Cela étant, cette déclaration du prophète Esaïe ne manque t-elle pas un peu de sérieux ? C’est quoi cette histoire de panthère qui s’allonge près du chevreau, de bébé qui joue avec le serpent, de lion qui devient végétarien : un nouveau dessin animé de Wall Disney ? Un scenario  pour le carnaval à l’école Marie Durand l’année prochaine ? Les carnavals, c’est très pédagogique : ça permet aux êtres les plus opposés , les plus « incompatibles » de se mélanger et de défiler ensemble, pour un temps donné.
Cela dit, une fois que la fête est terminée, la vie reprend son cours normal. Chacun enlève son masque et retrouve ses habitudes. Et oui, tout rentre dans l’ordre : Le loup mange à nouveau l’agneau, Le veau, le lionceau et le bétail ne font plus table commune, le lion n’a pas changé son régime, les serpents ne servent pas de doudous pendant la sieste.

En fait, rien n’a changé. Et actuellement, nous sommes même  »gâtés » car nous avons tout ce qu’il faut dans notre monde pour que cela finisse en guerre de tranchées, avec toutes les crises qui nous environnent : politiques, économiques, sociales, climatiques, et militaires. Oui, il y a de quoi s’entre-dévorer. Et il y en a toujours eu, ça ne s’arrête jamais.
Esaïe le savait déjà, et son époque (750 av. JC) n’avait rien à envier au nôtre. Quand il écrit , la guerre menace aux portes de Jérusalem. Les armées du puissant voisin Assyrien s’approchent chaque jour un peu plus, et les habitants sont terrifiés. Il semble que tout va s’écrouler. Or, c’est justement  là que retentit une parole surprenante, inattendue, provocante : oui, au cœur de la guerre, nous dit Esaïe, alors que tout s’effondre, voici que nous est annoncé un signe de résurrection : un rameau, une petite pousse, un brin de vie, surgissant d’un vieux tronc !

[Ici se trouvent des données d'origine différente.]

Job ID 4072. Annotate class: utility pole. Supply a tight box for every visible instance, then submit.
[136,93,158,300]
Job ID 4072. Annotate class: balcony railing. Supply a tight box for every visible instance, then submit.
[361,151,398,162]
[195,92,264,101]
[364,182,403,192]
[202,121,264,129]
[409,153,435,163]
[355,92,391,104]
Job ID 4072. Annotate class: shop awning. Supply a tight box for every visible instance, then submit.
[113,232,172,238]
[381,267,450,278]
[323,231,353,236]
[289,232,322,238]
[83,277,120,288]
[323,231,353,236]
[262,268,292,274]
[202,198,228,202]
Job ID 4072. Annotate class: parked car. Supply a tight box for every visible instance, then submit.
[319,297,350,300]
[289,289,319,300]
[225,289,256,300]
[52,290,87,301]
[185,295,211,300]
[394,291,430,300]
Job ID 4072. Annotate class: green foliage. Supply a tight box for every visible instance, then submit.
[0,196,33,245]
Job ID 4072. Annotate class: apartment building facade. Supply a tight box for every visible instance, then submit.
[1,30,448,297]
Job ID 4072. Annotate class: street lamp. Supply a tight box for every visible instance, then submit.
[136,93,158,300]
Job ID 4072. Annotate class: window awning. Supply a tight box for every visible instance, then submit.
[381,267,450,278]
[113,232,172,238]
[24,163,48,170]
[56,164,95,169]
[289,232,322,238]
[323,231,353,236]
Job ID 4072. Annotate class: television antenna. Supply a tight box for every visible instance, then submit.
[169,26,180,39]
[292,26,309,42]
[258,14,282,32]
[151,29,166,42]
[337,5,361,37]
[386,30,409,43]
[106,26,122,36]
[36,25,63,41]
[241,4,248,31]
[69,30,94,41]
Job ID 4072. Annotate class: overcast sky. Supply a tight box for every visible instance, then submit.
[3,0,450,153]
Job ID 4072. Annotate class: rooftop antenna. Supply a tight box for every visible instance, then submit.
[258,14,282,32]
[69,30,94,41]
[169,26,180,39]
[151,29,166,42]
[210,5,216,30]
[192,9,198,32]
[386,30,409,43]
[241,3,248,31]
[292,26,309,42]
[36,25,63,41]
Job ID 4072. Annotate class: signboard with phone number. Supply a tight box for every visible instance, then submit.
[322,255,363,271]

Pourtant, un rameau, ce n’est pas grand chose. A peine une branche. Soit dit en passant : le symbole de la paix, ça n’a jamais été un chêne, ni un cèdre du Liban, ni même un olivier, c’est juste un rameau d’olivier, une branchette.

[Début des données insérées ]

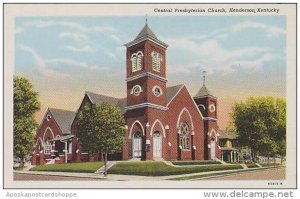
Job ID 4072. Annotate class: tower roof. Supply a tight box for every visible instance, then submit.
[134,24,158,40]
[125,23,168,48]
[194,84,215,98]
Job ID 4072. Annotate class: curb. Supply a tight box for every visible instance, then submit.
[13,171,107,179]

Mais la pédagogie de Dieu est de nous rendre attentif à ce qui ne paye pas de mine :sacré exercice pour nous les humains qui avons toujours été attirés par ce qui est grand et fort !

Ici, rien de tel : quelque chose de vivant et de nouveau sort…d’une souche morte.
Cette petite pousse évoquée par Esaïe est célèbre pour la foi chrétienne : elle préfigure l’Espérance promise par le Seigneur, celle d’un Roi sans couronne, envoyé dans le monde pour ouvrir un chemin d’espérance, de justice et de paix,non seulement pour les habitants de Jérusalem mais pour tous les humains, sur toute la terre. Et même pour toute la création. Y compris le loup et l’agneau. Oui, cette vision prophétique désignera pour les chrétiens la venue du Messie, Jésus le Christ, Celui qui nous révèle non pas que le nouveau monde est arrivé et qu’il n’y aurait plus qu’à s’asseoir pour l’occuper mais qu’un autre ordre du monde est possible, grâce à l’Esprit de Dieu.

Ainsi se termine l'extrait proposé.